Let’s pretend that the plot’s worth recounting. The setting is San Diego, whither Andy, the youngest and least sophisticated of our three principal cavemen, has gone with pain in his heart and traveler’s checks in his Velcro-closed money belt. Recently dumped by a girlfriend, he pines and whines at her on his cell phone, forever mewling with self-disrespect: “I don’t care if you love him. You can love two guys.” His suffering never develops into a proper story line because it never gets from A to B. There’s only one point to it—a sketch of emasculation.

Joel, Andy’s older brother, has been carrying on with a fair-haired human chick named Kate—an affair exclusively conducted atop the bunk beds and area rugs of the Scandinavian furniture emporium where Joel works. They’ve kept the fling on the down low. For his part, Joel is wary of earning the disapproval of his roommate Nick, who holds that cavemen should not hook up with humans. “Stick to your own kind,” Nick admonishes. “Crave the cave.” That’s how Nick’s patter goes, slangy and ironically sloganeering. He’s the slacker, the hipster, the sardonic ass. His cynical one-liners provide the show’s infrequent moments of verbal wit.
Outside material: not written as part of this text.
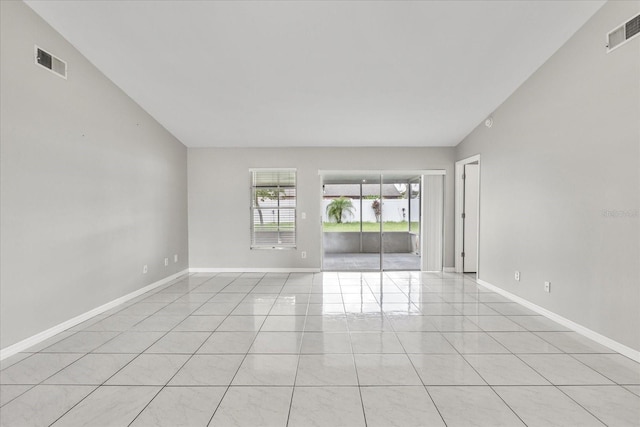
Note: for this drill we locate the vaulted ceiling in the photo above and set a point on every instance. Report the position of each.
(317, 73)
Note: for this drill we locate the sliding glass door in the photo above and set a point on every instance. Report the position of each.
(351, 223)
Cavemen makes some stabs at allegory, some timid attempts to launch a burlesque of prejudice or a spoof of political correctness, but it’s too delighted with its own surface silliness to pick a proper target. Instead, the joke, the only joke, is in the contrast between the protagonists’ brutish appearance and their effete tastes. Our cavemen are diligent upper-middle-class consumers. Note the mentions of cognac and panini presses and caramel biscotti, and check out the scene on the squash court, and then wonder what is up at ABC. One suspects that Cavemen will be gone from the schedule soon enough, but how long will the network’s zany experiments in packaging yuppie-male anxiety grind on? The commuting buddies on the new comedy Carpoolers go into slapstick seizures worrying that their wives out-earn them, while the masters of the universe on the new Big Shots fret that “men are the new women.” Cavemen is too harmless to be a sign of cultural apocalypse, but it might be an indicator of a minor crisis in modern masculinity.